Aberto para a música autoral
A banda que abriu os shows foi a com o nome mais inusitado possível: Capivaras de Netuno, que trouxe muita música autoral para o concerto. A pegada é de um rockabilly e isso fica estampado no estilo vintage dos instrumentos, bem como nas letras das músicas, como: “Ela Gosta de Rockabilly” e “Minha Pinup favorita”. A ideia é de se fazer um show divertido, para as pessoas dançarem. Além das duas, os capivaras tocaram “Uma Fora da Lei”, “Dias de Alegria”, “Aposta” e “Desgraçada”. Rolou Creedence Clearwater Revival e Raul Seixas, um lado mais folk da banda. Teve também Cachorro Grande, Mutantes e uma jam session com um entrelaçamento de clássicos de Elvis Presley. Um luxo.

Capivaras Independentes no palco do Som Aberto
Subiram ao palco Brunno Esteves, vocalista e sua guitarra semi acústica vermelha vintage, o outro guitarrista Gustavo Ferreira, o baixista Rogério Martins, o baterista Renan Sena e o tecladista Paulo Careli. Embora a estética sonora passe pelo folk, rockabilly e um rock mais clássico, a intenção é de haver novas experimentações, como explicou Brunno Esteves. “Eu estou querendo pegar um pouco mais da essência sessentista da tropicália, usar um sintetizador e fazer aquela coisa nonsense e iê iê iê do Beatles, mas também uma coisa mais suja e porrada do The Who. E depois transformar isso tudo em uma música em português, porque nossa proposta vai muito ao encontro do cenário do rock gaúcho”.

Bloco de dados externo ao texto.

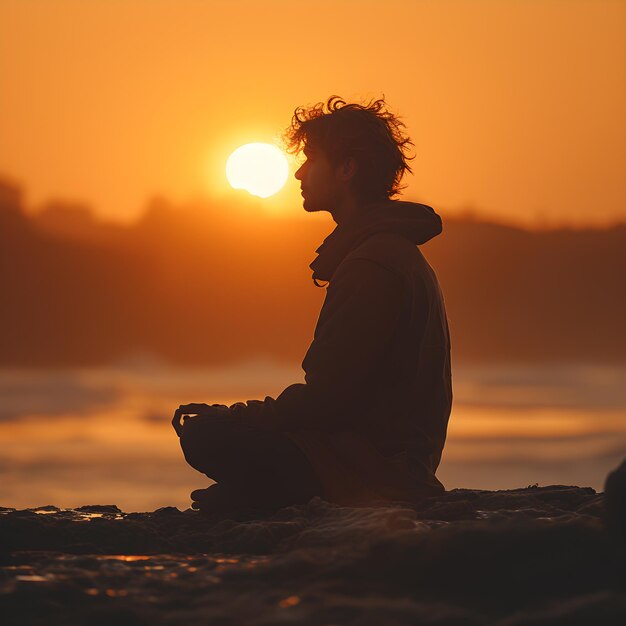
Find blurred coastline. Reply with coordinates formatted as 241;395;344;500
0;357;626;511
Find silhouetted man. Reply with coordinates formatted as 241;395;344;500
173;96;452;511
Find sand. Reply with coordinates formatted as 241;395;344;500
0;486;626;626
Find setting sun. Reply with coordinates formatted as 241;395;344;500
226;143;289;198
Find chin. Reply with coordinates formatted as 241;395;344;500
302;198;328;213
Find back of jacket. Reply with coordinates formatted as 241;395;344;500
338;232;452;490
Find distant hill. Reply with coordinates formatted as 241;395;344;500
0;178;626;366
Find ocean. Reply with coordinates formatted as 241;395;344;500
0;357;626;511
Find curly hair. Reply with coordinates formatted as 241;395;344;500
283;96;414;198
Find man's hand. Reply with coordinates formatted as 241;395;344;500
172;402;228;437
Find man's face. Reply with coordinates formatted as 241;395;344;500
295;146;338;213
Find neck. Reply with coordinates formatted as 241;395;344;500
330;195;361;225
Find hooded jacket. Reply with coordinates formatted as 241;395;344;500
230;200;452;505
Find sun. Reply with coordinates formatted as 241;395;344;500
226;143;289;198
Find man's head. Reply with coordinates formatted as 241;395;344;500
285;96;413;212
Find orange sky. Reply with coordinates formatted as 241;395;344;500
0;0;626;224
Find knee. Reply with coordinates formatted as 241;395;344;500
180;416;236;474
180;418;212;472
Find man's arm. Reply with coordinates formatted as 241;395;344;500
230;258;403;430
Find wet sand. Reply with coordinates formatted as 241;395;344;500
0;486;626;626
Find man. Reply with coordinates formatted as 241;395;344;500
173;96;452;511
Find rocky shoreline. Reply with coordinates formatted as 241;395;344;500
0;486;626;626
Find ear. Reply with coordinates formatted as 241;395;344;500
337;157;359;183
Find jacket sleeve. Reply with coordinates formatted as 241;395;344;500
231;258;403;430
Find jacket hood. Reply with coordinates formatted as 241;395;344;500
309;200;442;286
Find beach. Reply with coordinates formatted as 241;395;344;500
0;486;626;626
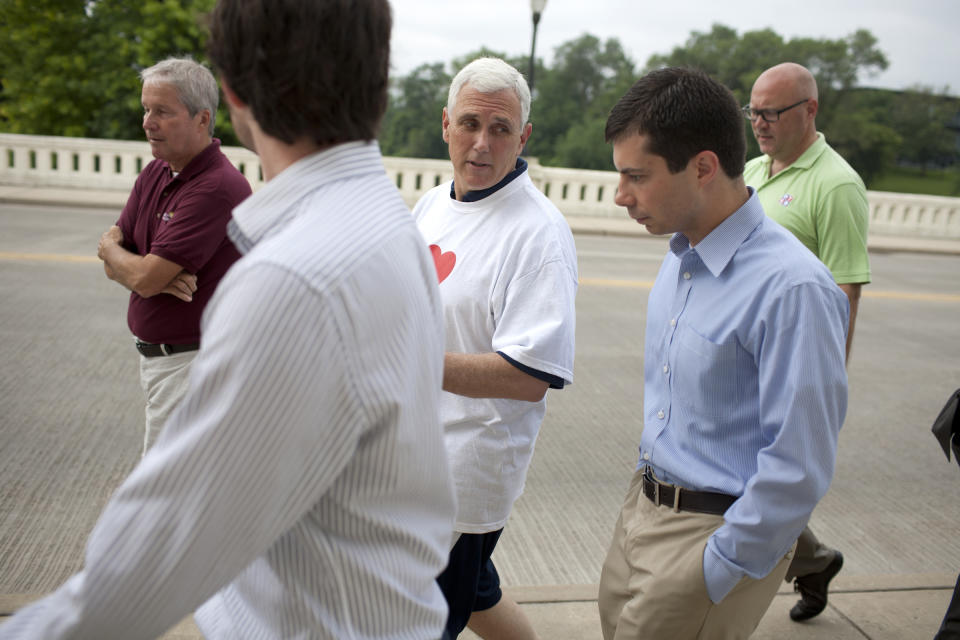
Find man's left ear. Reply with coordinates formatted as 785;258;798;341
694;151;720;187
198;109;210;130
520;122;533;147
220;78;247;107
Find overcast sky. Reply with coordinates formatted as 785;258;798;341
391;0;960;95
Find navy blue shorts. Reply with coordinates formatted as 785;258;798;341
437;529;503;638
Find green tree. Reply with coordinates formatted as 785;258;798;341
380;62;451;158
528;34;635;169
0;0;236;143
889;86;960;173
646;24;899;175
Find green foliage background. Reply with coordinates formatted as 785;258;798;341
0;0;960;193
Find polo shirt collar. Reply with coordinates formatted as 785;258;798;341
227;141;386;253
763;131;827;179
670;187;766;278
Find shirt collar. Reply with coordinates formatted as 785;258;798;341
670;187;766;277
763;131;827;179
227;141;386;253
450;157;527;202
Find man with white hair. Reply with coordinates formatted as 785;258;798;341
97;58;250;454
413;58;577;638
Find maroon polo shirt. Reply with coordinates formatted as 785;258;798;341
117;139;250;344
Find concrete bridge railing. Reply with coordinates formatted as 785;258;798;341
0;134;960;239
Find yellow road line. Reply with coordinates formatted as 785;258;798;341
861;291;960;302
0;251;960;302
580;278;653;289
0;251;100;262
580;278;960;302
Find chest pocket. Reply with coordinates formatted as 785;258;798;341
672;327;740;417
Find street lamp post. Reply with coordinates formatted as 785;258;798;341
529;0;547;94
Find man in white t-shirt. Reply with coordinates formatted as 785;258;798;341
413;58;577;638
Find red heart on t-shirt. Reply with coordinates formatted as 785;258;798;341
430;244;457;282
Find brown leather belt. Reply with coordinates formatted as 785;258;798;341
136;340;200;358
643;467;737;516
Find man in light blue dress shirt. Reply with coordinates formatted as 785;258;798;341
599;69;849;640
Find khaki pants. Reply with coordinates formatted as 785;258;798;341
783;527;837;582
140;351;197;456
598;470;793;640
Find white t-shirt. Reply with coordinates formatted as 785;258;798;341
413;172;577;533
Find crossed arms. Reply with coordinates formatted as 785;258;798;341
97;225;197;302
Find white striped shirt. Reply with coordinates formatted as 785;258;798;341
0;142;454;639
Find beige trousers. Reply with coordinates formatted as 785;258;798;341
140;351;197;456
598;470;793;640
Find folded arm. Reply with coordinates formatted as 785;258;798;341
97;225;197;302
443;352;549;402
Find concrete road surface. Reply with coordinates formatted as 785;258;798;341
0;204;960;638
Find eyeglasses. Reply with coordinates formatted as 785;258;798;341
741;98;810;122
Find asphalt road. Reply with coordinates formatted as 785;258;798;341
0;205;960;594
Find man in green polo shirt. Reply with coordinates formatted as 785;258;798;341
744;62;870;621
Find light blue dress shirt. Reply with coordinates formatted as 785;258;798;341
640;189;849;602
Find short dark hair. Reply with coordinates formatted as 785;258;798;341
604;67;747;178
207;0;392;145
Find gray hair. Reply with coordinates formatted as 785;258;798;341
447;58;530;126
140;58;220;136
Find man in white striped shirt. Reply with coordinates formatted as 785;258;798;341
0;0;454;640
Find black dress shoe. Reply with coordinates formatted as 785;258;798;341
790;551;843;622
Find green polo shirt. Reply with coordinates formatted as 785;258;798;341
743;133;870;284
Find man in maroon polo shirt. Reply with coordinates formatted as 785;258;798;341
97;58;250;453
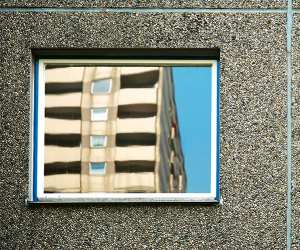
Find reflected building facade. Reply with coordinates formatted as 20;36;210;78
44;65;186;193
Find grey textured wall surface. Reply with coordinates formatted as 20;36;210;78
0;0;287;8
0;8;287;249
292;14;300;248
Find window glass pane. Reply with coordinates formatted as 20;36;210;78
90;135;106;148
92;79;111;94
39;61;219;200
90;162;105;174
91;108;107;121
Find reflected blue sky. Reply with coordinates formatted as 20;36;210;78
172;67;212;193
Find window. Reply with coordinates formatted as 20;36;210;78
92;79;112;94
90;162;105;175
91;108;108;121
90;135;107;148
30;56;220;202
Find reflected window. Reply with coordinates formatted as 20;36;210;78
91;79;112;94
90;135;107;148
91;108;108;121
32;59;220;202
90;162;105;175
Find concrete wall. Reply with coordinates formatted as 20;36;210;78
0;0;300;249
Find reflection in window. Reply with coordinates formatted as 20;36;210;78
38;65;217;201
90;162;105;175
92;79;111;94
90;135;107;148
91;108;108;121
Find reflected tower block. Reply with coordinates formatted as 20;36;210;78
44;66;186;193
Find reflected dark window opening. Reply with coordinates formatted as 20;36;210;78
121;70;159;89
116;133;156;147
118;104;157;119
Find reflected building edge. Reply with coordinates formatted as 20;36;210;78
44;65;187;193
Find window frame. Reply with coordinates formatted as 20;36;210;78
28;58;221;203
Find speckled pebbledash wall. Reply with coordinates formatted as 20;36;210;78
0;0;300;249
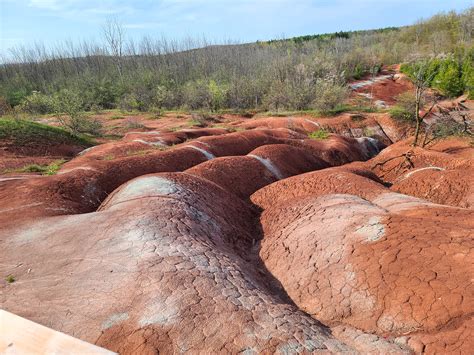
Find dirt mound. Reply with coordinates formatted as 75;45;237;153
0;115;474;354
252;168;474;351
363;138;474;208
238;113;410;145
2;174;356;353
351;74;414;106
186;136;378;199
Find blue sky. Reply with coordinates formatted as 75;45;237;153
0;0;474;54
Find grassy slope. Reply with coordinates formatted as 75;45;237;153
0;118;93;147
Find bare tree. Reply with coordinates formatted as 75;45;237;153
102;17;125;81
410;60;436;147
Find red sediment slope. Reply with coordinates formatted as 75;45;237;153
0;119;474;354
251;168;474;353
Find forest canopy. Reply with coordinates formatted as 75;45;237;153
0;8;474;113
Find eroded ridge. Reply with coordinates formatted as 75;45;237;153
251;167;474;353
0;124;474;354
3;173;348;353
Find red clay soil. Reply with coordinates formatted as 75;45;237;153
0;116;474;354
355;74;414;105
363;138;474;208
0;140;85;175
238;113;411;145
2;173;408;354
252;168;474;353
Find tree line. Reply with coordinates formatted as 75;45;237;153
0;8;474;113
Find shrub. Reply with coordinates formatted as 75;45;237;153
209;80;228;112
124;118;145;129
184;80;212;110
0;96;12;116
308;129;329;140
0;118;92;147
55;89;102;135
313;79;349;112
9;159;66;175
119;93;140;112
19;91;55;115
389;92;416;121
462;48;474;100
389;106;415;121
432;59;464;97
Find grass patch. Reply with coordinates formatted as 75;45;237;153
320;104;379;116
3;159;66;175
0;118;95;147
308;129;329;140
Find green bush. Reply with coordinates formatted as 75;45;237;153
462;48;474;100
389;106;415;121
4;159;66;175
400;56;468;97
0;118;93;147
54;89;102;135
308;129;329;140
19;91;56;115
432;59;464;97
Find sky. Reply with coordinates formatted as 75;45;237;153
0;0;474;54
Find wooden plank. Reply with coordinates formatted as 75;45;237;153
0;309;115;355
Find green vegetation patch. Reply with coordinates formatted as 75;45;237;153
3;159;66;175
308;129;329;140
0;118;94;147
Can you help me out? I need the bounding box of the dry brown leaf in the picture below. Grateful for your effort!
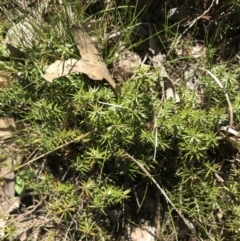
[43,25,120,94]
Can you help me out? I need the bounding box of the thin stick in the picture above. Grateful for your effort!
[167,0,215,56]
[200,68,233,128]
[126,153,202,240]
[0,129,96,179]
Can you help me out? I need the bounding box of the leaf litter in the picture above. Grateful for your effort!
[42,25,121,94]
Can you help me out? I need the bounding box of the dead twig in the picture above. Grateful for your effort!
[200,68,233,128]
[0,129,97,179]
[125,153,202,240]
[167,0,218,56]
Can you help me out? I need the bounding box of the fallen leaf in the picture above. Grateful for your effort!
[149,26,180,103]
[43,25,120,94]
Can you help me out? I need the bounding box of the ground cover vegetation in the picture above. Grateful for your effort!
[0,0,240,241]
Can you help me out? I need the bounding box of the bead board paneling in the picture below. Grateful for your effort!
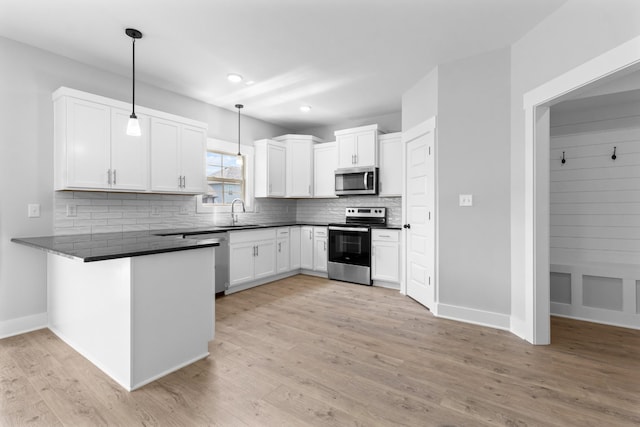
[549,126,640,264]
[54,191,296,235]
[296,196,402,227]
[549,273,571,304]
[582,275,622,311]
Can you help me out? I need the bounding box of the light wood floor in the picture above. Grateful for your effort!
[0,276,640,426]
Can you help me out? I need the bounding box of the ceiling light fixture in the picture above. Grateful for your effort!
[236,104,244,156]
[124,28,142,136]
[227,73,242,83]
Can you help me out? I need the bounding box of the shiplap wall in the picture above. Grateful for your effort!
[550,103,640,264]
[549,98,640,329]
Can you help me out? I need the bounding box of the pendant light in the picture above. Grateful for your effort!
[236,104,244,156]
[124,28,142,136]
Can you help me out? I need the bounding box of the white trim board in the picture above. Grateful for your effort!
[434,303,511,331]
[0,312,49,339]
[516,36,640,344]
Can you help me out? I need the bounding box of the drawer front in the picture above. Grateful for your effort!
[313,227,329,238]
[276,227,289,237]
[371,229,400,242]
[229,228,276,245]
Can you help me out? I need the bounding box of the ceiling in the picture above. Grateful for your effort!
[0,0,566,131]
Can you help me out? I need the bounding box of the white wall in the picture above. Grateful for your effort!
[0,38,290,337]
[436,48,511,320]
[402,67,438,131]
[511,0,640,335]
[549,95,640,265]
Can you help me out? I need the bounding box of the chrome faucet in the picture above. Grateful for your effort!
[231,199,246,225]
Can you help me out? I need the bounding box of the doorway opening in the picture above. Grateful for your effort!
[523,37,640,344]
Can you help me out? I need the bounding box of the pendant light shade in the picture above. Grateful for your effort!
[125,28,142,136]
[236,104,244,156]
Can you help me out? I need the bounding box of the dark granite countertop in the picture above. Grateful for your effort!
[11,231,220,262]
[11,222,400,262]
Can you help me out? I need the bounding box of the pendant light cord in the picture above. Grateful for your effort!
[131,38,136,117]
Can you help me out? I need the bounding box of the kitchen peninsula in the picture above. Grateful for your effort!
[12,232,219,391]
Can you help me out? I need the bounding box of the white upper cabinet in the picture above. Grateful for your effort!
[313,142,338,198]
[378,132,403,197]
[151,118,207,194]
[274,135,322,198]
[53,87,207,194]
[111,108,149,191]
[335,125,379,168]
[254,139,287,197]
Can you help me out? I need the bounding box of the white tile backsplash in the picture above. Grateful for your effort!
[54,191,402,235]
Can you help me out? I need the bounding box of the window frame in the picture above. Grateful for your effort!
[196,138,255,214]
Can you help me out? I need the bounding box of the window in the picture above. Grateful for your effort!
[202,151,246,206]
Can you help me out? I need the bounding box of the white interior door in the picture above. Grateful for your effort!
[402,117,436,311]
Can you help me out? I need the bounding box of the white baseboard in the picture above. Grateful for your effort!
[510,316,527,340]
[435,303,511,331]
[0,312,49,339]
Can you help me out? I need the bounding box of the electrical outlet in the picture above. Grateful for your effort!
[67,205,78,217]
[460,194,473,206]
[27,203,40,218]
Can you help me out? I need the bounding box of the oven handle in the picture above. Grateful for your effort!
[329,226,369,233]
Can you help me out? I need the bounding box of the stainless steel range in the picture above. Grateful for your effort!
[327,207,387,285]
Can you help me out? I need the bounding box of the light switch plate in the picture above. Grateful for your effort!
[459,194,473,206]
[27,203,40,218]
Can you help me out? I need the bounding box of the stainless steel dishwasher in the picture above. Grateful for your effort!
[184,233,229,295]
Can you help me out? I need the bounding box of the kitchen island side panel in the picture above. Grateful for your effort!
[47,254,131,390]
[131,247,215,389]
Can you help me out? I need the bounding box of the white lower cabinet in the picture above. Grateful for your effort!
[289,227,301,270]
[371,229,400,283]
[300,226,313,270]
[229,228,276,288]
[276,227,291,274]
[313,227,329,272]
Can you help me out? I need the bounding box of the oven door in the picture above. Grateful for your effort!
[329,226,371,267]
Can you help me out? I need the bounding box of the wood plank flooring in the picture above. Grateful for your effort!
[0,276,640,426]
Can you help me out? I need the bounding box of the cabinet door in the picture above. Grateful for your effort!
[336,134,357,168]
[276,238,291,273]
[378,135,403,196]
[267,144,286,197]
[151,118,181,192]
[287,142,313,197]
[313,142,338,197]
[229,243,255,287]
[289,227,300,270]
[253,240,276,279]
[355,131,378,167]
[66,98,110,189]
[313,237,327,271]
[180,126,207,194]
[111,109,149,191]
[300,227,313,270]
[371,242,400,283]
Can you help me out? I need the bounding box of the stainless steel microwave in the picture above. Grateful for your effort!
[336,166,378,196]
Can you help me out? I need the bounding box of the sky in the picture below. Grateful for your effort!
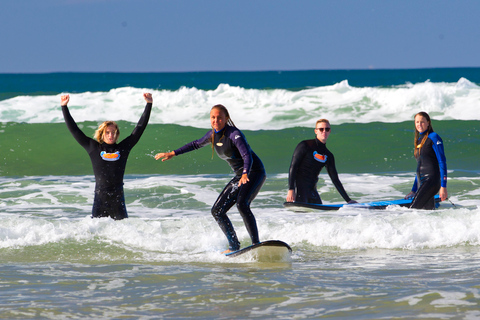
[0,0,480,73]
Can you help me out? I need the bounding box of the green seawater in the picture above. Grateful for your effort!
[0,120,480,176]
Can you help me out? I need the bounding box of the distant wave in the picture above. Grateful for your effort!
[0,78,480,130]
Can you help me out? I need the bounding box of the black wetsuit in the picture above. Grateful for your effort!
[62,103,152,220]
[410,132,447,210]
[288,139,351,204]
[175,125,266,250]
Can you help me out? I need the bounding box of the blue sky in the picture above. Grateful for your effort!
[0,0,480,73]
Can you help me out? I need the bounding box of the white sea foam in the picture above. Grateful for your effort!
[0,78,480,130]
[0,174,480,261]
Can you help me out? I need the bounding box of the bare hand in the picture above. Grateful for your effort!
[155,151,175,161]
[439,187,448,201]
[60,94,70,107]
[238,173,250,187]
[143,93,153,103]
[405,191,415,200]
[287,189,295,202]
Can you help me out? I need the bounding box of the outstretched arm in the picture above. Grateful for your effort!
[60,94,70,107]
[60,94,93,149]
[143,93,153,103]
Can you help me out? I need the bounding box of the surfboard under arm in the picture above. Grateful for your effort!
[225,240,292,261]
[283,195,441,211]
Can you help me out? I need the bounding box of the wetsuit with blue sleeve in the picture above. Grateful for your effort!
[62,103,152,220]
[174,125,266,251]
[410,132,447,210]
[288,139,351,204]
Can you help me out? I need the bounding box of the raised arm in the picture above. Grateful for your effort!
[60,94,93,149]
[122,93,153,147]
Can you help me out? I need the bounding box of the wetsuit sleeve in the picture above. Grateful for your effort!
[326,153,351,202]
[62,106,95,150]
[124,103,152,148]
[174,131,212,156]
[288,142,307,190]
[230,129,253,174]
[428,133,447,188]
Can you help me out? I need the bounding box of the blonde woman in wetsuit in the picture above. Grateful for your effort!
[405,112,448,210]
[61,93,153,220]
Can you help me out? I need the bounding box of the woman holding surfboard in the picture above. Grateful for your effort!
[405,112,448,210]
[155,104,266,253]
[287,119,356,204]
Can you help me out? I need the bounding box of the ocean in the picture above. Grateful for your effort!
[0,68,480,319]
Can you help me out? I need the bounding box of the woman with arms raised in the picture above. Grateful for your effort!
[61,93,153,220]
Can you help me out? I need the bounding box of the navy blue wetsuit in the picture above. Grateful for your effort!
[410,132,447,210]
[288,139,351,204]
[174,125,266,251]
[62,103,152,220]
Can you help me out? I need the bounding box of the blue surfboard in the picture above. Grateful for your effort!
[225,240,292,262]
[283,195,441,211]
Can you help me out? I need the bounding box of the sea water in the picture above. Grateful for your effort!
[0,69,480,319]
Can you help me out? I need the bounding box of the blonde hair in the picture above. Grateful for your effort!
[413,111,433,158]
[315,119,330,128]
[93,121,120,143]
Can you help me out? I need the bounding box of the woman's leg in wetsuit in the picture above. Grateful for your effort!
[212,176,240,251]
[92,190,128,220]
[410,177,440,210]
[237,171,267,244]
[295,181,322,204]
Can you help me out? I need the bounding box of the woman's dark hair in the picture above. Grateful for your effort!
[413,111,433,158]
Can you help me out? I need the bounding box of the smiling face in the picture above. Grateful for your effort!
[210,108,228,132]
[415,114,430,133]
[315,122,331,143]
[103,124,118,144]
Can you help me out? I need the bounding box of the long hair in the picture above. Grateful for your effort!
[93,121,120,143]
[210,104,237,159]
[413,111,433,158]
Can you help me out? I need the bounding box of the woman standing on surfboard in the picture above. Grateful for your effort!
[287,119,357,204]
[61,93,153,220]
[405,112,448,210]
[155,104,266,253]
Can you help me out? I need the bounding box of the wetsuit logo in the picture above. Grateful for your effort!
[100,151,120,161]
[313,151,327,163]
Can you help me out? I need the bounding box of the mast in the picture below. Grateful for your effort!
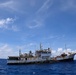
[65,44,67,51]
[40,43,42,50]
[19,49,21,56]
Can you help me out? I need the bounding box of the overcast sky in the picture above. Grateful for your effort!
[0,0,76,58]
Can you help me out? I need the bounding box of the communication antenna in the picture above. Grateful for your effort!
[19,49,21,56]
[40,43,42,50]
[65,44,67,50]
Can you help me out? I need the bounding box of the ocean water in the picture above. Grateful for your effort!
[0,59,76,75]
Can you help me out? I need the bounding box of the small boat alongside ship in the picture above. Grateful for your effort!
[7,44,76,65]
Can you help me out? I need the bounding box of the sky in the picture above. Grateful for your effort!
[0,0,76,58]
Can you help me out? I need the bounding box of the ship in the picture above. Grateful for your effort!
[7,44,76,65]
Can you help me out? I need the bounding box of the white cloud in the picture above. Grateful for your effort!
[0,44,18,58]
[37,0,53,13]
[0,18,14,28]
[0,0,17,11]
[0,18,19,31]
[27,20,43,29]
[60,0,76,11]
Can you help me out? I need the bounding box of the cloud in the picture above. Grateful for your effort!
[0,18,14,28]
[60,0,76,11]
[27,20,43,29]
[26,0,52,29]
[0,18,19,31]
[37,0,53,13]
[0,44,18,58]
[0,0,18,11]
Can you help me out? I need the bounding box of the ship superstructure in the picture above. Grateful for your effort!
[7,44,76,64]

A terceira banda selecionada pelo edital do Som Aberto foi o trio Cangaia Blues. O guitarrista e vocalista Raony, o batera Lucas e o baixista João. Há quase três anos eles estão tocando pela cidade, essencialmente blues. No repertório eles trazem Jimi Hendrix, The Doors, Buddy Guy, Stevie Ray, Albert King, Raul Seixas e BB King. O Cangaia ainda não tem composições próprias, mas está trabalhando na ideia de criar um blues que quando se escuta sinta e lembre o Brasil. “O blues nasceu nos Estados Unidos, e a letra em inglês acompanha a métrica. É muito difícil fazer em português uma coisa que fique bem bacana, por isso ainda estamos trabalhando nisso”, explica Raony.

O Baixista João do Cangaia Blues
Gostou? Esse foi o primeiro Som Aberto, um projeto piloto, na fase de retomada do evento. A cada mês vai rolar uma edição, sempre com a intenção de abrir um edital para bandas universitárias. Em julho, o evento será no dia 30.